As you can see in this photo, the skies were very cloudy and even the ground was covered with a King Kong-ish blanket of mist or fog. The flight was going relatively uneventful, when suddenly, without warning, the plane started shaking violently, and then shot straight up for a few seconds, then went the complete opposite way and nosedived for just as long (but it felt like we were plummeting to our fiery deaths for HOURS). I’ve been riding planes since I was a kid back in the 80’s. I wouldn’t even know how many flights I’ve taken, many trans-oceanic flights. I’ve experienced bad turbulence, including the plane suddenly dropping a couple of hundred feet. No matter how scary, no matter how much the drop, you could still feel the plane on a horizontal position. This time, you could really feel as if the plane was tipped forward, nose first in a steep dive. Even after the plane steadied, many were still in tears, some sobbing hysterically at the close call. Seriously, I thought that was it. Strangely though, the one thing that flashed in my head, more than my actual impeding doom, was: “Shet, lalabas ‘to sa Air Crash Investigation, di ko mapapanood!”
Obviously we got to land safely, shaken, but alive. I reluctantly boarded the second flight and we finally got to the sleepy city of Kuala Terengganu. When we got to our resort, Tanjong Jara, we were blown away. The place was incredible. It wasn’t busy like the Hyatt in Bali; this was the quiet, island-paradise type of resort. The design is very old, it reminded me of the sets in the movie “Out of Africa”.
Apparently, it was originally a resthouse for some Malaysian royal family, so it was constructed in the style of the old Malaysian palaces.

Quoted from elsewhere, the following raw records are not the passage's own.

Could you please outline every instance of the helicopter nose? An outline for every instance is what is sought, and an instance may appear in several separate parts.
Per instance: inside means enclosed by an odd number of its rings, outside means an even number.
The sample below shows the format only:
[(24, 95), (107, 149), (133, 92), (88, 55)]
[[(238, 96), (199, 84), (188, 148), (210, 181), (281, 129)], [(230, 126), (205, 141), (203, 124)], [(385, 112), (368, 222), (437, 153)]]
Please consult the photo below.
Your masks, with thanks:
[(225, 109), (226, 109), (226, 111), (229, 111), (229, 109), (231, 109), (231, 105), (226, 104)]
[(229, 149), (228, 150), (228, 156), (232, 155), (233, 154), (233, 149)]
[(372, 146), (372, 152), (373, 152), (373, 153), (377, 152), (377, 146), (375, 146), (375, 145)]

The rooms were unbelievably luxurious.
If I didn’t feel like I was wasting my money sleeping a holiday away, I could stay in that room for days! And of course there were the pools. They had two, one near the lobby and which also has the bar:
And the bigger infinity pools by the beach:
But we didn’t go to Malaysia just to swim in some pools (no matter how spectacular they look), we went there for the beach. The beach at Tanjong Jara is quite unique. When the sun isn’t out, it looks like any other beach:
Very nice expansive white sand beach. But what’s odd is, once the sun comes out and hits the sand, the whole beach turns a bright hue of gold!
It’s beautiful to behold! The waves have a way of transforming as well. During low tide, the waters are calm. But once the tide comes in, the waves crash into the shore with a lot of fury, much like in Bali:
As you can probably guess in this photo, yes, I swallowed a lot of sea water that day. I would’ve spit, but many times the waves caught me by surprise. But when we were out of the water, we just loved lounging around in one of the many day beds around the shore, where we watch the sun set.
Believe it or not, I took that photo at almost 8 in the evening. It was so weird, it didn’t get dark until way after 8pm. And in the morning, it would be 7am and the skies would still be dark. It was explained to me why it was so, something about how the time zones aren’t in a straight line from north to south (or something like that), which accounts for the discrepancy in lightness and darkness, but I didn’t really get it. All I knew was, the sunsets were things of beauty. Sunset after sunset, I’d have emoments (emo moments), I guess such mood lighting gets me in THAT mood. Lovely.